Die internationale Überwachung der serbischen Blockade gegen die bosnischen Serben sei "nicht wichtig", hatte Rußlands Außenminister Andrej Kosyrew verkündet, als er in der Nacht zum Dienstag das ehemalige Jugoslawien verließ. Entscheidend sei es dagegen, Serbiens Präsident Slobodan Milosevic bei seinem Kampf gegen die serbischen Gegner des Plans der internationalen Kontaktgruppe, einer Initiative der USA, Rußlands, Frankreichs, Großbritanniens und der BRD zur Beendigung des Krieges in Bosnien-Herzegowina, zu unterstützen. Konkret: Die UN soll die Sanktionen gegen Belgrad sofort aufheben - zumindest zum Teil.
Was die Kontaktgruppe im Gegenzug erhalten würde, sagte der Moskauer Abgesandte dagegen zumindest nicht laut. Denn laut der Zagreber Zeitung Vecernji List war die Überwachung des restjugoslawischen Embargos gegen die selbsternannte "Serbische Republik" sehr wohl ein Thema bei Kosyrews Gesprächen. Der serbische Präsident habe demnach angeboten, UN-Beobachter entlang der serbisch-bosnischen Grenze zu stationieren - freilich nur, "um die störungsfreie Belieferung mit humanitärer Hilfe zu sichern". Damit wäre beiden Seiten gedient: Milosevic müßte sich keine Blöße gegenüber den nationalistischen Hardlinern in Belgrad und Pale, dem Hauptquartier der bosnischen Serben, geben - schließlich hätte er ja kein Stück Souveränität an die UN abgegeben. Und die Kontaktgruppe könnte nach der Ablehung ihres "Friedensplans" durch das Referendum der bosnischen Serben endlich einen Erfolg vorlegen.

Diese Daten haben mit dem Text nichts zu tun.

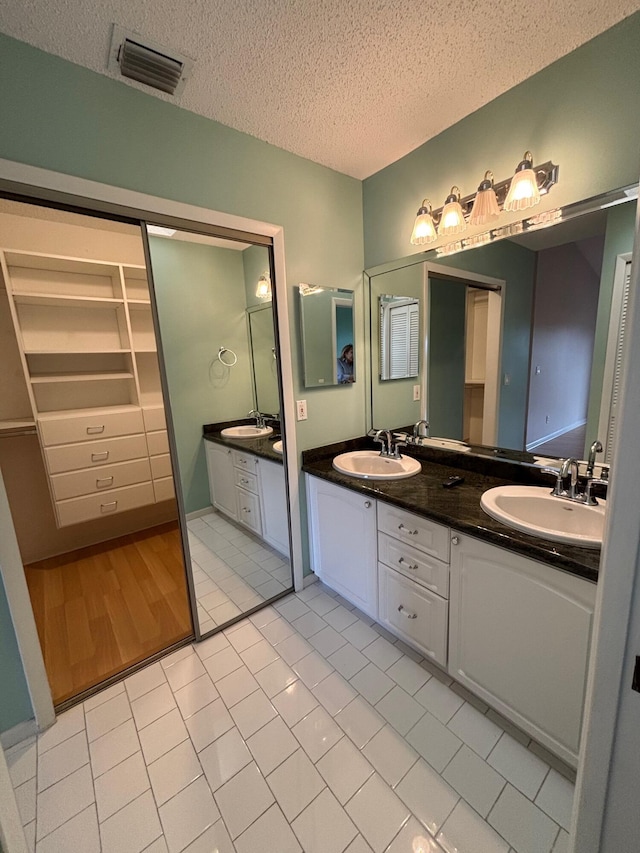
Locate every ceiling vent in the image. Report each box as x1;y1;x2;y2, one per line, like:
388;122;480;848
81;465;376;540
107;24;193;96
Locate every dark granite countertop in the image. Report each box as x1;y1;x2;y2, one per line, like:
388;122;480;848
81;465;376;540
302;438;600;583
202;418;282;465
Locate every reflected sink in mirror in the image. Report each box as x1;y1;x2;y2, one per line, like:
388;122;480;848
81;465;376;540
220;424;273;438
333;450;422;480
480;486;607;548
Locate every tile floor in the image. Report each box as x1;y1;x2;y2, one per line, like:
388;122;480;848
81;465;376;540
187;510;292;634
7;583;573;853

Nach Angaben der Washington Post könnte die UN sofort bis zu 400 Beobachter an den 50 wichtigsten Übergängen in die rund 70 Prozent Bosniens, die zur Zeit unter der Kontrolle des bosnischen Serbenführers Radovan Karadzic stehen, bereitstellen. Die USA hatten am Montag erneut darauf hingewiesen, daß es ohne eine Überwachung der bosnisch-restjugoslawischen Grenze keine Aufhebung der Sanktionen geben werde. Außenminister Warren Christopher hatte seitdem erfolglos versucht, mit seinem Moskauer Kollegen Kosyrew Einzelheiten über dessen Gespräch mit Milosevic zu erfahren.
In Washington hatte sich in den letzten Monaten immer stärker die Meinung durchgesetzt, daß für den Fall einer Ablehung des Kontaktgruppen-Planes durch die bosnischen Serben das Waffenembargo gegen Bosnien aufgehoben werden müsse - notfalls einseitig und gegen den Willen der anderen Mitglieder der Kontaktgruppe. Kosyrew hatte im Verlauf seiner Reise durch die exjugoslawischen Hauptstädte betont, daß Rußland in diesem Fall die Sanktionen gegen Belgrad aufheben werde - wenn nötig ebenfalls einseitig. Gestern kündigten die USA nun eine neue Bosnien-Initiative im Weltsicherheitsrat an: Noch in dieser Woche sollen nach Angaben von Wahingtoner Diplomaten die Sanktionen gegen Serbien verschärft und soll das Waffenembargo aufgehoben werden.